[es|en]

Creating a conversational Telegram bot in Node.js with a finite state machine and async/await

Telegram, for those who don't know it, is a free multi-platform messaging app. They release new versions with interesting features fairly often, and one of the biggest ones was without a doubt their bot platform. I've been having some fun lately developing a couple of bots, and I came up with a solution for a conversation-based bot based on a finite state machine that makes use of ECMAScript's upcoming async/await that I believe is decent and interesting enough to share. I'll explain it by creating a new bot from scratch.

Intro

Telegram's bot API is stateless. The only data you get regarding the conversation before is the id of the message the user is replying to, if any. Initially, this means that the bot can only respond easily to single commands, but can't have a more natural conversation to accomplish a complex task.

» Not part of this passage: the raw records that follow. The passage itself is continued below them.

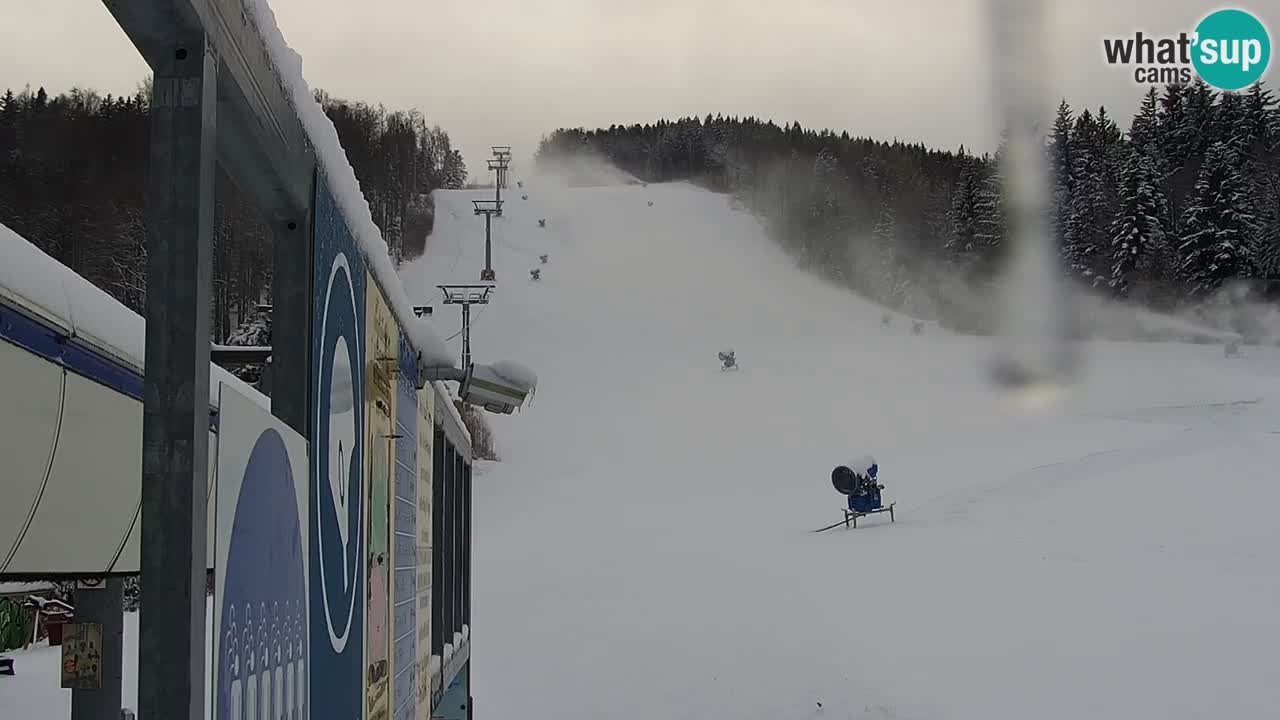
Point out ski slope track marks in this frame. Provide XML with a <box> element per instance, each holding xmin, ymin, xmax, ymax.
<box><xmin>401</xmin><ymin>179</ymin><xmax>1280</xmax><ymax>720</ymax></box>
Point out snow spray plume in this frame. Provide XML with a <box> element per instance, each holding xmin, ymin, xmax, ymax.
<box><xmin>532</xmin><ymin>142</ymin><xmax>640</xmax><ymax>188</ymax></box>
<box><xmin>987</xmin><ymin>0</ymin><xmax>1075</xmax><ymax>389</ymax></box>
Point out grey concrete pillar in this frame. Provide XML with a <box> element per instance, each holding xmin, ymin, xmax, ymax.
<box><xmin>138</xmin><ymin>36</ymin><xmax>218</xmax><ymax>720</ymax></box>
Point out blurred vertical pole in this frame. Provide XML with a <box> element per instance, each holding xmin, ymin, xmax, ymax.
<box><xmin>986</xmin><ymin>0</ymin><xmax>1075</xmax><ymax>388</ymax></box>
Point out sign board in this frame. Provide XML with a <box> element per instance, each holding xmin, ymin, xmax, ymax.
<box><xmin>307</xmin><ymin>173</ymin><xmax>367</xmax><ymax>720</ymax></box>
<box><xmin>63</xmin><ymin>623</ymin><xmax>102</xmax><ymax>691</ymax></box>
<box><xmin>211</xmin><ymin>384</ymin><xmax>310</xmax><ymax>720</ymax></box>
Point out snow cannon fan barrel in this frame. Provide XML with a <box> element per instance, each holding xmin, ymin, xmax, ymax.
<box><xmin>831</xmin><ymin>455</ymin><xmax>879</xmax><ymax>495</ymax></box>
<box><xmin>831</xmin><ymin>465</ymin><xmax>858</xmax><ymax>495</ymax></box>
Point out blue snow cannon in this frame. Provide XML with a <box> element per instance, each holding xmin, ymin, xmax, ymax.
<box><xmin>831</xmin><ymin>455</ymin><xmax>893</xmax><ymax>527</ymax></box>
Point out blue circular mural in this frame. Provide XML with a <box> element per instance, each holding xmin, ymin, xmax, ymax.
<box><xmin>311</xmin><ymin>252</ymin><xmax>364</xmax><ymax>653</ymax></box>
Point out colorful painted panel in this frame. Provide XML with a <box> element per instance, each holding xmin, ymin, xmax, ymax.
<box><xmin>417</xmin><ymin>386</ymin><xmax>435</xmax><ymax>720</ymax></box>
<box><xmin>365</xmin><ymin>277</ymin><xmax>399</xmax><ymax>720</ymax></box>
<box><xmin>212</xmin><ymin>384</ymin><xmax>311</xmax><ymax>720</ymax></box>
<box><xmin>392</xmin><ymin>334</ymin><xmax>425</xmax><ymax>720</ymax></box>
<box><xmin>308</xmin><ymin>174</ymin><xmax>366</xmax><ymax>720</ymax></box>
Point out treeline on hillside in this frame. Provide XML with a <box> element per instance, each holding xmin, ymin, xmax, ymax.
<box><xmin>0</xmin><ymin>86</ymin><xmax>467</xmax><ymax>342</ymax></box>
<box><xmin>536</xmin><ymin>82</ymin><xmax>1280</xmax><ymax>329</ymax></box>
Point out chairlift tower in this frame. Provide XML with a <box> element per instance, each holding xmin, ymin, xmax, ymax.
<box><xmin>435</xmin><ymin>284</ymin><xmax>493</xmax><ymax>372</ymax></box>
<box><xmin>489</xmin><ymin>145</ymin><xmax>511</xmax><ymax>188</ymax></box>
<box><xmin>471</xmin><ymin>200</ymin><xmax>502</xmax><ymax>282</ymax></box>
<box><xmin>489</xmin><ymin>158</ymin><xmax>509</xmax><ymax>202</ymax></box>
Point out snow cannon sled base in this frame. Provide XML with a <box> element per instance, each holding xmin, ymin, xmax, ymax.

Luckily, the API provides us with an option to force a reply from the user when sending a message. This means that, unless the user actively cancels it, every message sent can be a reply to a previous message of the bot. This will allow us to build a bot that can keep track of each conversation it has and collect data in several steps.

We're going to build a simple echo bot, but with some conversational characteristics. When the bot receives the /start command, it will ask for the user's name. After that, it will start echoing mentioning the name of the user it is echoing to. Upon receiving a /stop command, it will ask for confirmation. If the user says yes, then the bot will stop echoing, if the user says no, it will go back to echoing, and if the user says anything else it will ask for clarification.

I find Node.js fitting as a platform for building the bots - all operations through Telegram's API are asynchronous and most of the time I end up relying on yet more IO for the specific features of the bots. Node.js makes it easier to build bots that can respond to multiple conversations at a time without blocking.

You can see all the code here. You'll have to register a bot and set its key in a .env file if you want to try it. See the exact instructions in the README file.

First commit

The first commit has nothing really specific to the topic, so I'll just go over the tools and libraries we'll be using. Perhaps the only thing slightly related is adding babel that we'll eventually need for transpiling the async functions, but we'll need to do some more configuration for that. So, feel free to skip to the next section if you're not interested on what's on that basic setup.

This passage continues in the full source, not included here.